Behind closed doors, the elites still speak in the vernacular of the ousted regime, certain that their fate has been unfair. “Egypt is my country,” said another longtime state newspaper columnist on his way home from a dinner party, the fluorescent billboards atop Cairo’s slums flashing by his car window. How could Egyptians have elected the Islamist Muslim Brotherhood, he asked. “They’re peasants,” he said. “They are too small to be ruling Egypt.”
But some activists and political analysts say that the recent backlash against the ruling Islamists over Egypt’s new constitution has prompted a reexamination of the felool.
Since liberal revolutionaries and Mubarak loyalists united in the streets around a common cause, some opposition groups have relaxed their hostility to the old guard, hoping to win its support as they square off against the Brotherhood in upcoming parliamentary elections.
“I think ‘felool’ has evolved a little,” said Heba Morayef of Human Rights Watch. Now that they have lived with Mohamed Morsi, the Brotherhood-backed president, some middle- and upper-class Egyptians see Mubarak and his cronies as a lesser evil, she said. Similarly, when Amr Moussa — a former Arab League chief and foreign minister — ran for president in the spring, many refused to vote for him because of his ties to the old regime. Now he’s seen as an increasingly credible opposition figure, she said.
The new constitution bans former leaders of Mubarak’s party from running for office for 10 years. But it leaves the door open to former ministers and rank-and-file members of the now-disbanded National Democratic Party.
‘We will continue to work’
To go from the inner circle of power to the almost irrelevant periphery of a new, Islamist system is a strange thing, the fallen elites say. Some, like Moussa, have staked a claim in the new political scene. Others remain bewildered by their new twilight zone. Very few are repentant.
“They wake up and they have nothing to do,” said Choubachy, who counts several top members of the former regime among his close friends. “It must be terrible.”
On a recent evening at his villa north of Cairo, a dozen elites, including Hawass, gathered on golden sofas, sipping whiskey amid porcelain vases, oil paintings and enormous crystal chandeliers. They talked about the Islamists, sex and religion. They cursed Morsi as they cut a cake.

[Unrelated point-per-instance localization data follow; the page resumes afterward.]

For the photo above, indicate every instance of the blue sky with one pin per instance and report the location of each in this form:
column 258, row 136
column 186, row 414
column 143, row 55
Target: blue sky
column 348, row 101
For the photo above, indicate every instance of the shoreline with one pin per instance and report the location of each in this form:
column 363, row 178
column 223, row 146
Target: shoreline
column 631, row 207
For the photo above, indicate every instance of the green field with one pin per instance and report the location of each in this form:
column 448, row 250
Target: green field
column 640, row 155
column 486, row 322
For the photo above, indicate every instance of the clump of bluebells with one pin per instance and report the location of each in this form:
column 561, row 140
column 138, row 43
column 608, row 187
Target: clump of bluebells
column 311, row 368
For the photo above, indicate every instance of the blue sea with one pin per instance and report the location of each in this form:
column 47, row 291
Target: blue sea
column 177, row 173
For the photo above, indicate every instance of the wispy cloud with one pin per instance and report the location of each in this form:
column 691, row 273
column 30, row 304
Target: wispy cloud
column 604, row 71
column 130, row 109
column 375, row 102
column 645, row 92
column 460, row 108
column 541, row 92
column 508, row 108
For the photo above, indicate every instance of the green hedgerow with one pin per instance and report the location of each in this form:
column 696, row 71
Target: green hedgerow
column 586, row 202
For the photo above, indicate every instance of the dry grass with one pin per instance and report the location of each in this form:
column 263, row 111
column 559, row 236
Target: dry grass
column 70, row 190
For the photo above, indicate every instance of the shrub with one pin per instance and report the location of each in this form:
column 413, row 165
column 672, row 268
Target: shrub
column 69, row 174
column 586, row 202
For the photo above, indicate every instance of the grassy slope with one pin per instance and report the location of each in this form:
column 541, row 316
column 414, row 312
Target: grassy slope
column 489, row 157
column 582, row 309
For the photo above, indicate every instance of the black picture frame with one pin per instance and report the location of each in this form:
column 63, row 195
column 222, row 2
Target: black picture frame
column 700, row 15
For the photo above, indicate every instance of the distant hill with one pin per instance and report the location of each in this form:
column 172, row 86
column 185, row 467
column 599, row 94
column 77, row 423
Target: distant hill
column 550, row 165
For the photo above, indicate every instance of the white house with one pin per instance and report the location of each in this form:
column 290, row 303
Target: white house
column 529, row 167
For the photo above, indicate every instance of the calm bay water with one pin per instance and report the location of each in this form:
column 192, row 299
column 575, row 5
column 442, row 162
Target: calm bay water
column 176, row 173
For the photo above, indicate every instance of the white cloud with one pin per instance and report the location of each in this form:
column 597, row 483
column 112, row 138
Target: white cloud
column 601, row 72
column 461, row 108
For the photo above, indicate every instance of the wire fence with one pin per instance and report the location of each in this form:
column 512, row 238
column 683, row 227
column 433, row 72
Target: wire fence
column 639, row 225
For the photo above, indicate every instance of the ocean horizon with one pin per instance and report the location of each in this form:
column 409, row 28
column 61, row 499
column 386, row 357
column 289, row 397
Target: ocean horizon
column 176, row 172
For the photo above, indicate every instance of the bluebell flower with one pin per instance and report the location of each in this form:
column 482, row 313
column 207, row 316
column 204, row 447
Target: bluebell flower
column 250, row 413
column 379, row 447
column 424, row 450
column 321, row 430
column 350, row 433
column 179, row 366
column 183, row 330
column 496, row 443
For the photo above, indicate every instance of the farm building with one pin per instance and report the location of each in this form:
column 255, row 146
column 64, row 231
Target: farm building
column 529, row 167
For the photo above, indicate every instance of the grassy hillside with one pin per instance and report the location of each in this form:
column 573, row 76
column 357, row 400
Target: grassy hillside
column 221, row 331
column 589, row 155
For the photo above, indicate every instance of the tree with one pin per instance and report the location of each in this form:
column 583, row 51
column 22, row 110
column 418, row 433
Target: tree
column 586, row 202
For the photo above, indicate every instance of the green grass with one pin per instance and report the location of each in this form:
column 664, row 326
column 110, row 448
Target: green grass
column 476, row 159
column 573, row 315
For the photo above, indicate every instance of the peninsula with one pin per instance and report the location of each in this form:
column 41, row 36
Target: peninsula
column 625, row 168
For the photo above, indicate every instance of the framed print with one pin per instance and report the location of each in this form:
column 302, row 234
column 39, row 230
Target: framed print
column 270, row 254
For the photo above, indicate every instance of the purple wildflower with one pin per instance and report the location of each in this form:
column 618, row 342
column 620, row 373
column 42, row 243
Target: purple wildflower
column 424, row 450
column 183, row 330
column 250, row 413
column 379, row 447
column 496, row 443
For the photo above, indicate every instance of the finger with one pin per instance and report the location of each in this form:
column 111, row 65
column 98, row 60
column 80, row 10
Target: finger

This month, Egypt’s attorney general, a Morsi appointee, launched a fresh investigation into the Mubarak family and key associates who he alleged had received millions of dollars worth of gifts from al-Ahram during Mubarak’s reign. Mubarak’s attorney quickly reached a plea deal with the prosecution for about $3 million, and other officials reached similar deals, the local media reported.
Rights groups say Mubarak’s generals, who ruled the country during a bumpy year-and-a-half transition, and felool within the legal system actively thwarted the pursuit of justice, convening kangaroo courts for some to appease the public and ignoring allegations against others.
Moussa said he thinks that the courts have done their job and that, as Egypt marks two years since the revolution, it’s time to move on. “We will continue to work because we are adamant to help the country, regardless of these minority voices who talk about the so-called felool,” he said.
Hawass is hopeful, too. “If you walk with me one day in Cairo, you will see how the poor people greet me,” he said. “Everyone wants me to come back.”
Ingy Hassieb and Sharaf al-Hourani contributed to this report.